Nobel Prize Summit
Pedro Conceição
Pedro Conceição is Director of the Human Development Report Office and the lead author of the Human Development Report of the United Nations Development Programme (UNDP).
Pedro Conceição has been the Director of the Human Development Report Office and the lead author of the Human Development Report of the United Nations Development Programme (UNDP) since January 2019. Prior to this, Conceição served as the Director of strategic policy at the Bureau for Policy and Programme Support (from October 2014) and as the Chief Economist and the head of the Strategic Advisory Unit at the Regional Bureau for Africa (from December 2009).
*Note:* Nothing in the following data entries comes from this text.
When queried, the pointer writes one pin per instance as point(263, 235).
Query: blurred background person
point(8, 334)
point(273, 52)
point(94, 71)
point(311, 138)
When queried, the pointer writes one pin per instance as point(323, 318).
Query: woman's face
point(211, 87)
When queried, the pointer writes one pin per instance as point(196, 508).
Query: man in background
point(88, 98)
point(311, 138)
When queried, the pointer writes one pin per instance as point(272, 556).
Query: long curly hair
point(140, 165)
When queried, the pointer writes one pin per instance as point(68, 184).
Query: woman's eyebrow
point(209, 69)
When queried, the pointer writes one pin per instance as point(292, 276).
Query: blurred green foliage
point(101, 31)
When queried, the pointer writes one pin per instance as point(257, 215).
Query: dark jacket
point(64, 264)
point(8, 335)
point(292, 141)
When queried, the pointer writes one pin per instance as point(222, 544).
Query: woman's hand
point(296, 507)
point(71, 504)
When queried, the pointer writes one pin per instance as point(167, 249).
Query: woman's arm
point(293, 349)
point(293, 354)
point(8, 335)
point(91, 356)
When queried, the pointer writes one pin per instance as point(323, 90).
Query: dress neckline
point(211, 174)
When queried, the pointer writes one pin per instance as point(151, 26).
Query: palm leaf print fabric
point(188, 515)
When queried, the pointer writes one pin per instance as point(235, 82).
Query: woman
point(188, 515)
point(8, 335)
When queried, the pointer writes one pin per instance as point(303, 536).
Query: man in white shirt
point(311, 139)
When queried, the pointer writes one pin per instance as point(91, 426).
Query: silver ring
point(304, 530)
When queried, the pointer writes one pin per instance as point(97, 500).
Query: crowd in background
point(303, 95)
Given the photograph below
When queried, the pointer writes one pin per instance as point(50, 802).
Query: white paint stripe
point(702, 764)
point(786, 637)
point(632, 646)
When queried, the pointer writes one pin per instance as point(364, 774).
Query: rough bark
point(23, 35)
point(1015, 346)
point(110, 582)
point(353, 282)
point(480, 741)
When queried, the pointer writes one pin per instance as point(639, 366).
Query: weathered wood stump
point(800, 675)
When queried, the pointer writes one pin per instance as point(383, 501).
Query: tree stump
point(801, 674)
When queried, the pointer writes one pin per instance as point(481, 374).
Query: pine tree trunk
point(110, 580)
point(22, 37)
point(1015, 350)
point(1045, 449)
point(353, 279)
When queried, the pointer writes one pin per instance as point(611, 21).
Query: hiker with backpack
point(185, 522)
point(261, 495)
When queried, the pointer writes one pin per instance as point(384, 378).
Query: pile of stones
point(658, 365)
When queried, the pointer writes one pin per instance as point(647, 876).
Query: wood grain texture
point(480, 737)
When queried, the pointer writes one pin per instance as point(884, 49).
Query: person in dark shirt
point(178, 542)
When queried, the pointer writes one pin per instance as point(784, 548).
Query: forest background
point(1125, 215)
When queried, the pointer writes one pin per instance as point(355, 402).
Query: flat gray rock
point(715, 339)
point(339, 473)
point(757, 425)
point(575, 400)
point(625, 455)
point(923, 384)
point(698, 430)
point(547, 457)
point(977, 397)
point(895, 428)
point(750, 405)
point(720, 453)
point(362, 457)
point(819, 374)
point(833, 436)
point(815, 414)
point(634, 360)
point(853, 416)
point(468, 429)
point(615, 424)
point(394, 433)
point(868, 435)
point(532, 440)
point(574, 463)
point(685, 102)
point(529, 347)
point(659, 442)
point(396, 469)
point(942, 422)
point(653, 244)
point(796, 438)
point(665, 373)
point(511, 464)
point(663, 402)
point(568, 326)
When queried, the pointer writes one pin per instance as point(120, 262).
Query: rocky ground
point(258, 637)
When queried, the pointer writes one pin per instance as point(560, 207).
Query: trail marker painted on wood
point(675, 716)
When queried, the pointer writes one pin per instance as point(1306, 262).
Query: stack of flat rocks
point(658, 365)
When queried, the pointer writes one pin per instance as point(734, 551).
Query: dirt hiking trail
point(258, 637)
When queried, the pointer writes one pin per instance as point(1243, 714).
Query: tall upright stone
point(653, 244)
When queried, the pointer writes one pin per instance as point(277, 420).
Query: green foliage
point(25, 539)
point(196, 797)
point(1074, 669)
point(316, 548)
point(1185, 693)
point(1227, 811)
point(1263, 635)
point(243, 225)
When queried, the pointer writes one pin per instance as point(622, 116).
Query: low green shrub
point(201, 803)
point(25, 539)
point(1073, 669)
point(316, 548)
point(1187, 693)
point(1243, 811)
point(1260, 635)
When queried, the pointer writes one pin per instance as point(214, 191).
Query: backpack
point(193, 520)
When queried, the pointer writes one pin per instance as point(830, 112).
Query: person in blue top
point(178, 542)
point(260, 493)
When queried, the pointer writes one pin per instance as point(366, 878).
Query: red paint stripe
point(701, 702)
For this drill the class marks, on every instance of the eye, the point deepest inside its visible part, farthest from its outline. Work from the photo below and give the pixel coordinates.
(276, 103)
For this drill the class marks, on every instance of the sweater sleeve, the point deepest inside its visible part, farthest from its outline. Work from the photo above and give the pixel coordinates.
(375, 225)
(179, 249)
Before that, he was the Director of the Office of Development Studies (ODS) from March 2007 to November 2009 and the Deputy Director of ODS from October 2001 to February 2007. His work on financing for development and on global public goods was published by Oxford University Press in books he co-edited (‘The New Public Finance: Responding to Global Challenges’, 2006; ‘Providing Global Public Goods: Managing Globalization’, 2003). He has published on inequality, the economics of innovation and technological change, and development in, among other journals, the African Development Review, Review of Development Economics, Eastern Economic Journal, Ecological Economics, Environmental Economics and Policy Studies, Food Policy, and Technological Forecasting and Social Change. He co-edited several books, including ‘Innovation, Competence Building’, and ‘Social Cohesion in Europe: Towards a Learning Society’ (Edward Elgar, 2002) and ‘Knowledge for Inclusive Development’ (Quorum Books, 2001). Prior to coming to UNDP, he was an Assistant Professor at the Instituto Superior Técnico, Technical University of Lisbon, Portugal, teaching and researching on science, technology, and innovation policy. He has degrees in physics from Instituto Superior Técnico and economics from the Technical University of Lisbon and a Ph.D. in public policy from the Lyndon B. Johnson School of Public Affairs at The University of Texas at Austin, where he studied with a Fulbright Scholarship.